Reddish-Brown Discoloration of the Heel: Evaluation and Management
A reddish-brown discoloration on the heel most likely represents either a deep tissue injury (suspected deep tissue injury/DTI) or hemosiderin staining from chronic venous insufficiency, but in patients with diabetes or immobility, you must urgently rule out pressure-related deep tissue injury which carries high risk of progression to full-thickness necrosis.

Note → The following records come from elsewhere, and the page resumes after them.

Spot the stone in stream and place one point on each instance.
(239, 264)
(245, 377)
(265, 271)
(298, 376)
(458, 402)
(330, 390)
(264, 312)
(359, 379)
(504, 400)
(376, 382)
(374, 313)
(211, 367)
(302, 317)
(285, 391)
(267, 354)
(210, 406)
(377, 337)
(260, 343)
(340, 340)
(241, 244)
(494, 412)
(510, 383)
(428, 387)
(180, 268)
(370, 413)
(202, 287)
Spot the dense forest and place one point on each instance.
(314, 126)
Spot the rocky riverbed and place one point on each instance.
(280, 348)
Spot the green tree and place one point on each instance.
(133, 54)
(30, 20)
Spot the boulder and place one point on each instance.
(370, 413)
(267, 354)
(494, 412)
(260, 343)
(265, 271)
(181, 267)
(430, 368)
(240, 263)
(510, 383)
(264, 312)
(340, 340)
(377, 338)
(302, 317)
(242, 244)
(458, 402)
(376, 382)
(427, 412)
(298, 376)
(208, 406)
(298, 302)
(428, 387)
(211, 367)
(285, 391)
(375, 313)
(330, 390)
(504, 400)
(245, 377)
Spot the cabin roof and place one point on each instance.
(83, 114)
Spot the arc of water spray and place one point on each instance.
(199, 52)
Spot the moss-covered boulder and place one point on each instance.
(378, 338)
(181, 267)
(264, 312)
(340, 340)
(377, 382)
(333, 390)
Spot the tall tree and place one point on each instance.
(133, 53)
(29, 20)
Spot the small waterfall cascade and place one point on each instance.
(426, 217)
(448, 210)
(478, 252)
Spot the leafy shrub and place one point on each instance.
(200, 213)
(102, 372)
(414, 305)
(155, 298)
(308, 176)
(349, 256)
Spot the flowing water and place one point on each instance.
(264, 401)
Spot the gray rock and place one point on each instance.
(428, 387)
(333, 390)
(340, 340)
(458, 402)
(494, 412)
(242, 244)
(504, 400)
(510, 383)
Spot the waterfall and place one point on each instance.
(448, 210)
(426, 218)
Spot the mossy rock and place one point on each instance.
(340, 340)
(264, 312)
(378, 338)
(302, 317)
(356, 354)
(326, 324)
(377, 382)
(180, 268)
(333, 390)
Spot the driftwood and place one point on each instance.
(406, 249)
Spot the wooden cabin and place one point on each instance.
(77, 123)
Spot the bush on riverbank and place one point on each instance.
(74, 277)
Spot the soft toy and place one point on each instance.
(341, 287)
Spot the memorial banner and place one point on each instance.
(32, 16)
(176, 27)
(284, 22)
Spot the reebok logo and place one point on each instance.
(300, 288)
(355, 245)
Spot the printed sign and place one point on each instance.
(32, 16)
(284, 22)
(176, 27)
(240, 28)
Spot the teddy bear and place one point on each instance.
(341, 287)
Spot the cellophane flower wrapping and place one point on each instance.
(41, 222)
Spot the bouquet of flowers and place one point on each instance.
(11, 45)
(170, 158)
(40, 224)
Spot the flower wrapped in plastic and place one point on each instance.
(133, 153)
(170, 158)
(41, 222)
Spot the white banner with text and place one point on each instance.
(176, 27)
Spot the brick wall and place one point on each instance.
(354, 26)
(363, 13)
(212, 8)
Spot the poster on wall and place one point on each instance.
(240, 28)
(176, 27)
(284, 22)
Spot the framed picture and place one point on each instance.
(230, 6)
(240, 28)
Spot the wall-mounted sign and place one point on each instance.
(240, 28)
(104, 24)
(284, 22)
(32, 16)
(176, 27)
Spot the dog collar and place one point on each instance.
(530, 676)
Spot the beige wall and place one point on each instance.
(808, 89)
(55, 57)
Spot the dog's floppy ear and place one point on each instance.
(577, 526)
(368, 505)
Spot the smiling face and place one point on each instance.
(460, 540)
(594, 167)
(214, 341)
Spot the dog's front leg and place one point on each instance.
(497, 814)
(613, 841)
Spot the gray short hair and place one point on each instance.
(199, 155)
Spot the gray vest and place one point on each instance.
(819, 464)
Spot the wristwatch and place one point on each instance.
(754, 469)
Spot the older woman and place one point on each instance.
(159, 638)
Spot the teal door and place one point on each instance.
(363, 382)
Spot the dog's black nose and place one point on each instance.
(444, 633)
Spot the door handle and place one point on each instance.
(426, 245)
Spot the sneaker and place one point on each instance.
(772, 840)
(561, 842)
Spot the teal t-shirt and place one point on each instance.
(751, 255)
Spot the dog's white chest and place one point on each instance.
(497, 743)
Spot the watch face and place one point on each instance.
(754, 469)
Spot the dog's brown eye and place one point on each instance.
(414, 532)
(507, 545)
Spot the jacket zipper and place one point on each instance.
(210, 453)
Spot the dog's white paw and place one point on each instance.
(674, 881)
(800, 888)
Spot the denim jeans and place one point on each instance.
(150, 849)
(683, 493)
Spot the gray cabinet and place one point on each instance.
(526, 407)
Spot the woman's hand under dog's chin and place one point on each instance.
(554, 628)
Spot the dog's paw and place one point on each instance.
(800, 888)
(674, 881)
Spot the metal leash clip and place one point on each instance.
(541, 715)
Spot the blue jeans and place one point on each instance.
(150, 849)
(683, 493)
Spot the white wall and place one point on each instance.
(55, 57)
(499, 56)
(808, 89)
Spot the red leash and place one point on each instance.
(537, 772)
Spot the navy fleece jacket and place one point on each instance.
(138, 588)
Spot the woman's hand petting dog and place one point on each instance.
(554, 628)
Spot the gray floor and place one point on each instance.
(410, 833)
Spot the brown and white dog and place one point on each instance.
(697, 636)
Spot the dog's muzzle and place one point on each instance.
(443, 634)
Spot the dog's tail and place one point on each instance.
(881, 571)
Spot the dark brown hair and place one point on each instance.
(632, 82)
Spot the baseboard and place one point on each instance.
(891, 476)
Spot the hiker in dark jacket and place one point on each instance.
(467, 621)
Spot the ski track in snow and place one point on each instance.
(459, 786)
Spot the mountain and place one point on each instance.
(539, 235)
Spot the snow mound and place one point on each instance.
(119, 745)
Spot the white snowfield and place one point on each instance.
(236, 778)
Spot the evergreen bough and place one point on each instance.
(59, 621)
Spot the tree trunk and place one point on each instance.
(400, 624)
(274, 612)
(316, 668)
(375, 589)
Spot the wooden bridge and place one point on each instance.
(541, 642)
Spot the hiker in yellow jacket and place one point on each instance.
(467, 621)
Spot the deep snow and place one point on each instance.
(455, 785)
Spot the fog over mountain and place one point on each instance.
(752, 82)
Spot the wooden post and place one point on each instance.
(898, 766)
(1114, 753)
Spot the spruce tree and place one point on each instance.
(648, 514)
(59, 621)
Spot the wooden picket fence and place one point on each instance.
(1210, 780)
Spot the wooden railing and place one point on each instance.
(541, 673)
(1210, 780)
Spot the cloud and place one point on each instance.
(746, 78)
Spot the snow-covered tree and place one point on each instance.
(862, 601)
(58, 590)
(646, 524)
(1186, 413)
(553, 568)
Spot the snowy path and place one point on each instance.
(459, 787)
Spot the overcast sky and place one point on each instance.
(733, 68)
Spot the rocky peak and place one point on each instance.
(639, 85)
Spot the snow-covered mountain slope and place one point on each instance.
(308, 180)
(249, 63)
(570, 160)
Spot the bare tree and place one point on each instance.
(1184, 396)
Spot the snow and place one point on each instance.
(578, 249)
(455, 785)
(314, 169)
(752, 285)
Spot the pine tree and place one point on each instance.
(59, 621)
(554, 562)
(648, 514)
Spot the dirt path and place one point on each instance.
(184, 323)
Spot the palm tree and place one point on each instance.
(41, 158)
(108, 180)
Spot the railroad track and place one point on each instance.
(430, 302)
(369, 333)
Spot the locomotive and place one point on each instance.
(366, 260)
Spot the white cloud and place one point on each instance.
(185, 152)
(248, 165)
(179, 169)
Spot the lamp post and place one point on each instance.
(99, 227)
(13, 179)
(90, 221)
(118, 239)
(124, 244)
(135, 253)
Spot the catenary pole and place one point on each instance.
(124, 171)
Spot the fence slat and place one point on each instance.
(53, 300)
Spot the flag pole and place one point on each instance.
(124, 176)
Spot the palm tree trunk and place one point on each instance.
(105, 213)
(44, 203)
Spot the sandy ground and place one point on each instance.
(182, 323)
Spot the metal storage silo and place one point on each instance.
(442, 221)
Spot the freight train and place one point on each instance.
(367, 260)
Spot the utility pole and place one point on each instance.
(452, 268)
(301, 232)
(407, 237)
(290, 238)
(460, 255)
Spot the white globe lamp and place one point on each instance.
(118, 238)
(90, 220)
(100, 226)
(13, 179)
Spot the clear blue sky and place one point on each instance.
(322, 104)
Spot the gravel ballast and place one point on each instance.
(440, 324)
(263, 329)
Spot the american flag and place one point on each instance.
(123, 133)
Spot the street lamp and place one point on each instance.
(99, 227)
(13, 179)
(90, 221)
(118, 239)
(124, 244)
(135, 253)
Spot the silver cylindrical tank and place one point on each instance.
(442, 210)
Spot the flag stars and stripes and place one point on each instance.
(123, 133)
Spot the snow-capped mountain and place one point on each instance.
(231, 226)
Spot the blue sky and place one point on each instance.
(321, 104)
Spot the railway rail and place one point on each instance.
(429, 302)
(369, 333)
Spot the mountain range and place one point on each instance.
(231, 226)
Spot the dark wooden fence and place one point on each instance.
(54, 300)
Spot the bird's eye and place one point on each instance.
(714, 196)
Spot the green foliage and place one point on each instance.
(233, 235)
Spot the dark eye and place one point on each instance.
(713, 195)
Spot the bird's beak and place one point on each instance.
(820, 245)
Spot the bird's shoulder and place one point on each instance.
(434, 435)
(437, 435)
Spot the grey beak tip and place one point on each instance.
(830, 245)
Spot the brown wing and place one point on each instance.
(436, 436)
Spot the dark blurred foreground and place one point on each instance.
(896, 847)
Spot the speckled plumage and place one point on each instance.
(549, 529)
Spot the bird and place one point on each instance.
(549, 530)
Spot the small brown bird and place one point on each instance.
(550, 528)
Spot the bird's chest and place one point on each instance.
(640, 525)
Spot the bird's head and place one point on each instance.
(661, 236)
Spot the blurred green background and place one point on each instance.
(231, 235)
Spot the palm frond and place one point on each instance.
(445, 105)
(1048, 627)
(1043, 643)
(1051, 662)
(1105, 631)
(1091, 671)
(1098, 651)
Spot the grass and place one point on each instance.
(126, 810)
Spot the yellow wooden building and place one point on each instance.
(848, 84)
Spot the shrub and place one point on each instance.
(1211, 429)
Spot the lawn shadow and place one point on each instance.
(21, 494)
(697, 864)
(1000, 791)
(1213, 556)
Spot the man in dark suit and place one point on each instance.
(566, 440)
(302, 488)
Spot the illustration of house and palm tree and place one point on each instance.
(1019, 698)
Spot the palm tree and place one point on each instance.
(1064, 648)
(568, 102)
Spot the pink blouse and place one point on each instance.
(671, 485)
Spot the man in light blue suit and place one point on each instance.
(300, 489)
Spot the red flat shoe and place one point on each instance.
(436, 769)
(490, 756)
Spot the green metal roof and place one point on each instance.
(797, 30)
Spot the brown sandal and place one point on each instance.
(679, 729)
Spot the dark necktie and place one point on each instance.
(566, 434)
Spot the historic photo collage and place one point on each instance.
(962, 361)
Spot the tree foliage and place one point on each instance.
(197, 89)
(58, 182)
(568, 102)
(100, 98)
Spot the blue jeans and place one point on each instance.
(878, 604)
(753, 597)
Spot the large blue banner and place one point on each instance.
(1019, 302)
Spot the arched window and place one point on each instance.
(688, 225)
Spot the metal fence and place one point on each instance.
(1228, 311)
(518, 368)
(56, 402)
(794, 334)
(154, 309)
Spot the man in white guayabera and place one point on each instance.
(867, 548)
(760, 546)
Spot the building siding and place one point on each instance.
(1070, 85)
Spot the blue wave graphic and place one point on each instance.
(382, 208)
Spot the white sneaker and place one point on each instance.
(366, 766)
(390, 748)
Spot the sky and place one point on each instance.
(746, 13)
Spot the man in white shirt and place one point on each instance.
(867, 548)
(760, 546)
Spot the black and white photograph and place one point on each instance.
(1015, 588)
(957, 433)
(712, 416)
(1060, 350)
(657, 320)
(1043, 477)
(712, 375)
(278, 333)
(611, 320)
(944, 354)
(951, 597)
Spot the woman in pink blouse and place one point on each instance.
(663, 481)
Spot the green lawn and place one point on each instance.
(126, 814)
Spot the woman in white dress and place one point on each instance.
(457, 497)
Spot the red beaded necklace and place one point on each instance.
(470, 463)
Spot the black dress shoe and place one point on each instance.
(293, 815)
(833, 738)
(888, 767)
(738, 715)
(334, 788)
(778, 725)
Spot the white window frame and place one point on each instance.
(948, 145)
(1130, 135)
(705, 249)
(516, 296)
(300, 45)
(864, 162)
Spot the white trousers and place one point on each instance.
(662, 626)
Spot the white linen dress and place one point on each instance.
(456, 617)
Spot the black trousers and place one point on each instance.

Immediate Assessment Priority
The critical first step is determining if this represents pressure-related intact discolored areas of skin (PRIDAS), which can progress to severe tissue loss:
- Measure the temperature difference between the discolored area and adjacent normal skin using infrared thermometry or careful palpation 1
- Cool PRIDAS (temperature 1°C or more below adjacent skin) are 31.8 times more likely to progress to necrosis compared to warm PRIDAS 1
- Assess for capillary refill: the combination of nonblanching discoloration plus cool temperature predicts 65% progression to necrosis, while blanching with warm temperature shows 0% progression 1
Key Diagnostic Features to Evaluate
For Pressure-Related Deep Tissue Injury
- Patient risk factors: immobility, diabetes mellitus, previous pressure ulcers or scar tissue, suboptimal tissue perfusion 2
- The heel is anatomically vulnerable due to minimal subcutaneous tissue, no muscle or fascia, making it highly susceptible to pressure damage 2
- In diabetic patients with neuropathy and a red, hot, swollen foot, always consider active Charcot neuro-osteoarthropathy even if infection is present, as the IWGDF 2023 guidelines emphasize this diagnosis should not be excluded by concurrent infection 3
For Vascular Insufficiency
- Check for palpable pedal pulses, but note that their presence does not reliably rule out peripheral artery disease 3
- Measure toe pressures with toe-brachial index (TBI >0.7 makes PAD less likely; <30 mmHg predicts impaired healing) 3
- Ankle-brachial index may be falsely elevated due to medial artery calcification in diabetic patients with neuropathy 3
Diagnostic Imaging Algorithm
- Plain radiographs first to exclude calcaneal fracture or bony pathology 3, 4
- MRI is the gold standard if deep tissue injury or osteomyelitis is suspected, as it provides superior tissue characterization and can detect bone marrow edema 3, 4
- Ultrasound can demonstrate fascial discontinuity if plantar fascia rupture is considered 4
Management Based on Etiology
If Pressure-Related Deep Tissue Injury (Cool, Nonblanching)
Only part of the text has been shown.